There is much that I could tell, if only I could feel sure my readers would see these complex conditions in the way I would like. After a while I came to feel that the houses in a street had something of a family about them. They would quarrel among themselves but close ranks against the outside world. In the deserted streets of Pearl ideas blossomed in my mind in a way they never would have done in the noisy cities of the world outside. My integration into the local culture became much more intimate with the miraculous sharpening of my sense of smell. It happened after a mere six months. From then on it was my nose that determined sympathy and aversion. For hours on end I would prowl round all the old corners, sniffing and smelling at everything and anything. A new, unlimited field of study opened up. Every one of these used objects revealed a tiny secret to me. My wife would often smile. She found it funny to see me giving a knowing sniff at something, a book or a musical box, for example. I was almost like a dog. I couldn’t really explain it very precisely; it was a matter of sensations so subtle words were inadequate to express them.
In the first place there was a quite particular, though indefinable odour running through the whole of the Dream Realm, clinging to everything. Sometimes it was quite strong, sometimes you scarcely noticed it. In high concentration this bizarre smell could be described as something like a mixture of flour and dried cod. I never found out where it came from. Much more specific, however, were the smells of individual things. I subjected them to close analysis, often being seized, as I did so, with a strong revulsion. I was quick to take offence at people who, to my mind, smelt wrong.

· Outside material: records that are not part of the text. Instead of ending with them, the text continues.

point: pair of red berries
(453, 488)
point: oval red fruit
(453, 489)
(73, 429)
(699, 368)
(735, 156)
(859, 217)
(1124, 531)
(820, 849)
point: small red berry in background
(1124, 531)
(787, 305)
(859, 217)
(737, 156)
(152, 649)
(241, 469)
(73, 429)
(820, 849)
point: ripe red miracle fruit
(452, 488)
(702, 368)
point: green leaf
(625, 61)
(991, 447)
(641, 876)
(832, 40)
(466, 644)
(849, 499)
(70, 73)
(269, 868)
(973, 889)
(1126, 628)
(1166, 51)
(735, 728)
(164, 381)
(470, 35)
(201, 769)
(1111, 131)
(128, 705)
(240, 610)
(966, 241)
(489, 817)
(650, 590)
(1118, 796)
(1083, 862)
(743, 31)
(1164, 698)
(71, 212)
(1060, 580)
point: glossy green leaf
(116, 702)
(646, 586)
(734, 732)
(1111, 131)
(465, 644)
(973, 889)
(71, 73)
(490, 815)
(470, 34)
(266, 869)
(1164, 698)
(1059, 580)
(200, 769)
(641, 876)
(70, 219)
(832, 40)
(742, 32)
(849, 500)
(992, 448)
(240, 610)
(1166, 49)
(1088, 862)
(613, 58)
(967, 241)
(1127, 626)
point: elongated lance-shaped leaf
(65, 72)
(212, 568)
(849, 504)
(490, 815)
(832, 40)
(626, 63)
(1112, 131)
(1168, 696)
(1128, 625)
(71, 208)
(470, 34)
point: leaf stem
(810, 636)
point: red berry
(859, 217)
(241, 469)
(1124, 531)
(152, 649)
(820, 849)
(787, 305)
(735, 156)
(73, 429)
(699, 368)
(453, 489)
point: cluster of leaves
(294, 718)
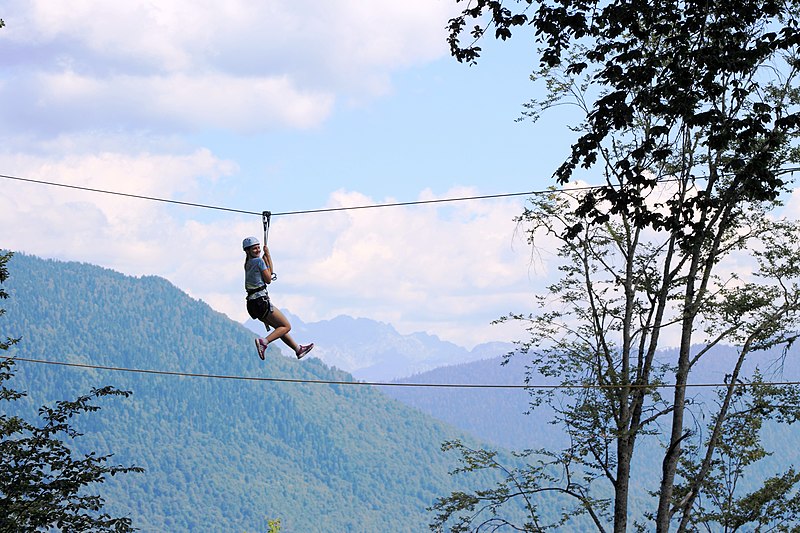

Yet despite their heterogeneity, having been brought together at the behest of an eccentric whim, all these living beings and apparently inanimate objects still managed to exude an indefinable aura of belonging together.
VI
Everything you came across in the Dream Realm was drab and dull. How far this went I noticed one day whilst being shaved. Giovanni was performing the task with his usual elegance, the only blemish was the state of his razor and the copper bowl: they looked tarnished.